Gaines Adams, a defensive lineman for the Chicago Bears who was an all-American at Clemson, died Sunday in South Carolina, the Bears said. He was 26.
The team said Adams died Sunday morning at Self Regional Hospital. He had gone into cardiac arrest about an hour before at his family's home in Greenwood, said Marcia Kelley-Clark, chief deputy coroner for Greenwood County.

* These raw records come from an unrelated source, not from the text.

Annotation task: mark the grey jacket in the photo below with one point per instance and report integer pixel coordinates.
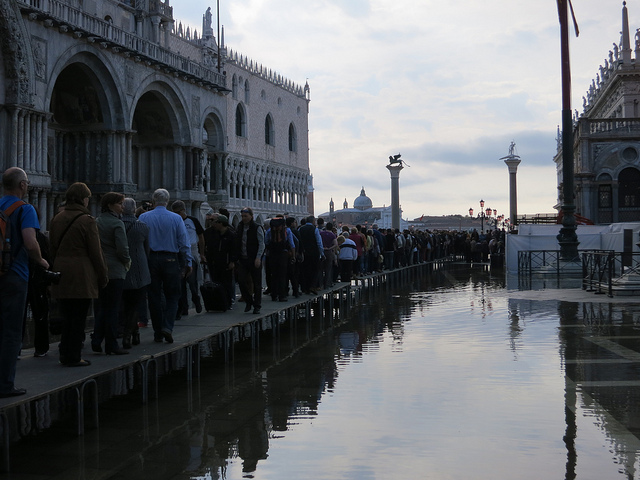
(138, 238)
(114, 245)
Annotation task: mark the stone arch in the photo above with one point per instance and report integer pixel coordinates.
(16, 56)
(213, 141)
(162, 151)
(96, 72)
(86, 130)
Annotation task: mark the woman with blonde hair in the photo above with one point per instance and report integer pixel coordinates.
(77, 255)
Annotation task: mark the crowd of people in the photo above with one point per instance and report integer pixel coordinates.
(139, 262)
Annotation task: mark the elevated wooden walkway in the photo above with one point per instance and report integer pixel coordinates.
(54, 390)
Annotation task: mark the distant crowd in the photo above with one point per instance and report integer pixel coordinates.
(153, 261)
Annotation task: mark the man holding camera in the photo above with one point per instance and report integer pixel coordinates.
(14, 278)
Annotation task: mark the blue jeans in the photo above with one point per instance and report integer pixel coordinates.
(13, 298)
(165, 273)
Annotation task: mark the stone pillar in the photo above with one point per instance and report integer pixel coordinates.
(21, 140)
(14, 136)
(42, 208)
(394, 170)
(129, 157)
(512, 162)
(40, 134)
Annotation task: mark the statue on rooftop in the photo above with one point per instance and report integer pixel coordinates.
(207, 19)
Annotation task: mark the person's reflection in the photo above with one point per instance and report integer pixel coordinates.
(241, 425)
(568, 313)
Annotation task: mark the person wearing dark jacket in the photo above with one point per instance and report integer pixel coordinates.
(249, 251)
(220, 251)
(138, 276)
(38, 299)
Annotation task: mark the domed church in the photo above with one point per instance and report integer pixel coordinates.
(362, 213)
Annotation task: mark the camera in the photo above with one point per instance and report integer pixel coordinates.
(51, 278)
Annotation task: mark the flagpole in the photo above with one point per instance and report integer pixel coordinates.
(567, 237)
(219, 40)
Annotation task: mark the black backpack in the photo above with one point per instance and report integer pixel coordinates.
(6, 259)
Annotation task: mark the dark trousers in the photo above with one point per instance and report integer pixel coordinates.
(279, 262)
(346, 270)
(293, 274)
(165, 280)
(38, 299)
(224, 277)
(309, 273)
(74, 312)
(250, 282)
(190, 282)
(327, 268)
(13, 296)
(131, 301)
(106, 318)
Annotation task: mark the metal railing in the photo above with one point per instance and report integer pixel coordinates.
(548, 262)
(602, 270)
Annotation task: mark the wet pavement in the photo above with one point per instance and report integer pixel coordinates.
(455, 376)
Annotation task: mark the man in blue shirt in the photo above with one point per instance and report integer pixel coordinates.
(169, 261)
(14, 282)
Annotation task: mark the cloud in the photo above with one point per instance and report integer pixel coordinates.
(448, 87)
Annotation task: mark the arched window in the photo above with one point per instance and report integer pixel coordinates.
(241, 123)
(293, 140)
(269, 135)
(629, 188)
(629, 195)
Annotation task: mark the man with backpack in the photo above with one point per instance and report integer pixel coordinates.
(18, 225)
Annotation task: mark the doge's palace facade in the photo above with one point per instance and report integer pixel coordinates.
(119, 95)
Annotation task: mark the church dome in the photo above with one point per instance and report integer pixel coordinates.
(362, 202)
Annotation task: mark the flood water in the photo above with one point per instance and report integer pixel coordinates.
(451, 378)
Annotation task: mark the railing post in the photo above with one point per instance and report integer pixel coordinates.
(611, 260)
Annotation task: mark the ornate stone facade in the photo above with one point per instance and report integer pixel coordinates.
(607, 139)
(114, 94)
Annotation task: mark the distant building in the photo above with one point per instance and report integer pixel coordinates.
(362, 213)
(607, 139)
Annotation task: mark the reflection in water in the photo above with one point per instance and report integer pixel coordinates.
(446, 378)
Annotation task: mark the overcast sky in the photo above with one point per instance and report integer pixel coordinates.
(447, 84)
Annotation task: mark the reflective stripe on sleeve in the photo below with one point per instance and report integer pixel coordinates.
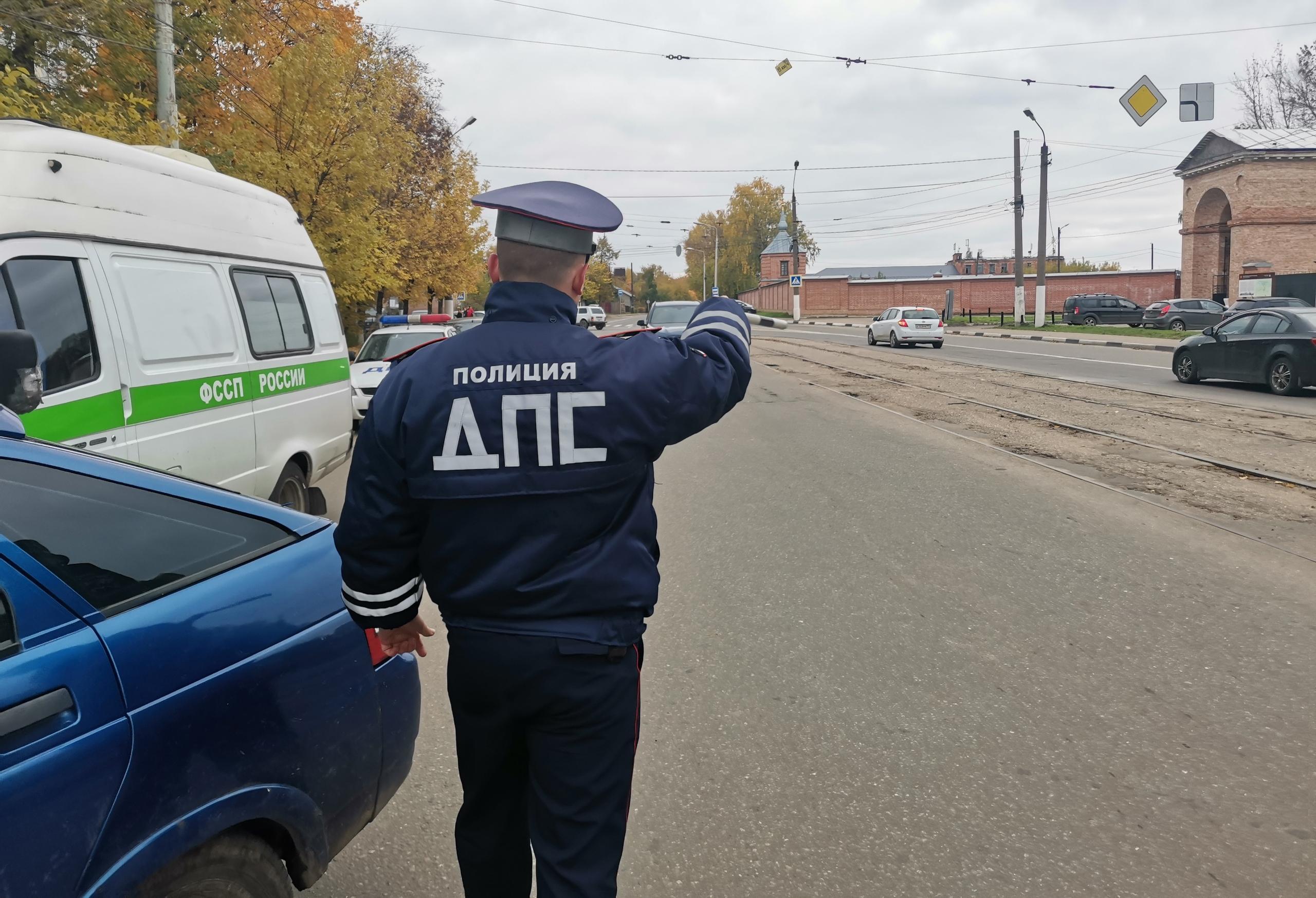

An autopsy conducted Sunday showed Adams had an enlarged heart, Kelley-Clark said. She said the condition can often lead to a heart attack, though Adams' relatives didn't know of any problems.
"Nobody was aware of any kind of medical condition," Kelley-Clark said.
Toxicology tests are being run by the State Law Enforcement Division, though drug use was not suspected as a factor in Adams' death. However, those results probably will not be available for at least two months, Kelley-Clark said.
The six-foot-five, 258-pound defensive end was well-known among Clemson fans for breaking up Wake Forest's field goal try and returning it for a touchdown in 2006 to defeat the Demon Deacons.
Tommy Bowden, who was Adams' head coach at Clemson, said he couldn't believe the young player was gone.
"I just couldn't believe it was Gaines," Bowden said. "I will always remember the smile he had on his face and I will always remember his patience."
Adams was selected fourth overall in the 2007 NFL draft by Tampa Bay, but was traded to the Chicago Bears in October 2009 for a second-round pick in the 2010 draft. He had not been able to live up to expectations that he would revive the Buccaneers' once-feared pass rush, having just 17 tackles and one sack in 15 games this season.
Adams fell short of the benchmark set by Buccaneers coach Raheem Morris, who said at the start of training camp that Adams would be considered a "bust" if he didn't reach double digits in sacks.
Adams said during training camp that he welcomed the challenge posed by Morris, who also called out the third-year pro after Adams began the season with lacklustre performances in the first three games.
"In football you need that. Players tend to get in their own element and do things that they want to do. They need to be called out sometimes. He's the coach. Whatever he says, goes," Adams said in early August.
With the Bears, Adams played brief stints on defence. He made five tackles.
Bears linebacker Brian Urlacher told the Chicago Tribune that Adams' death was "crazy."
"I didn't know him that well because he came in during the middle of the season," Urlacher said. "But I did know him. I still saw him every day when I went into work. It's just weird.
"I had a teammate die when I was in college. You just don't know how to handle it. It's just sad, man. It's a bad deal."